ENDOCRINE DISRUPTORS

Just say no to wildlife on drugs — biology-altering chemicals, that is. Thanks to pesticides, pharmaceuticals, plasticizers, cleaning agents, cosmetics, antibiotics, contraceptives, veterinary and illicit drugs, sunscreen and caffeine introduced into waterways and aquatic habitats, endangered species are ever more exposed to chemicals that disrupt the function of their endocrine systems and can hamper their survival.

Endocrine disruptors interfere with natural hormone functions, affecting the reproduction, development, and growth of fish and wildlife, as well as humans. As drinking water sources and aquatic wildlife habitats are being increasingly and unnecessarily contaminated by endocrine disruptors, the effects on species can be profound, from chemical castration of male frogs to intersex fish that can't reproduce.

Endocrine disruptors enter waterways via wastewater effluent and urban and agricultural runoff. Pharmaceuticals and excreted drugs, which are not removed by municipal sewage treatment plants, enter our waterways as a toxic soup of treated wastewater effluent laden with endocrine disruptors. Spray-drift and runoff of pesticides from agriculture, livestock waste runoff from confined animal feeding operations, aquaculture, and leaching from municipal landfills and septic systems can also introduce endocrine disruptors into the environment.

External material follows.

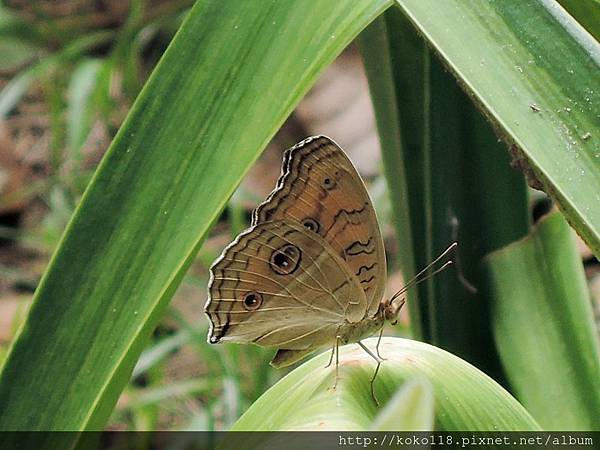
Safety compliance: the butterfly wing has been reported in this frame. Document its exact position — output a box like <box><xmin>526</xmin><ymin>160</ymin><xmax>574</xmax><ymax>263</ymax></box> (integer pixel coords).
<box><xmin>205</xmin><ymin>220</ymin><xmax>367</xmax><ymax>350</ymax></box>
<box><xmin>252</xmin><ymin>136</ymin><xmax>386</xmax><ymax>317</ymax></box>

The Center is taking action to get these poisons out of our waterways and ecosystems. In 2010, Center litigation led the EPA to finally announce a nationwide ban on one of the most toxic endocrine disruptors: endosulfan. In 2015, the EPA announced a plan to analyze the impacts of atrazine and glyphosate — the two most commonly used pesticides in the United States — on 1,500 endangered plants and animals in the United States under the terms of a settlement reached with the Center. This led to a 2016 preliminary risk assessment that showed that amount of the herbicide atrazine that's released into the environment in the United States is likely harming most species of plants and animals. Also in 2016, under the terms of a historic settlement reached with the Center, U.S. Fish and Wildlife Service announced a plan to analyze the impacts of atrazine and glyphosate on 1,500 endangered U.S. plants and animals.

We continue to force the EPA to address the impacts of pesticides, many of which act as endocrine disruptors, on endangered species through our Pesticides Reduction campaign.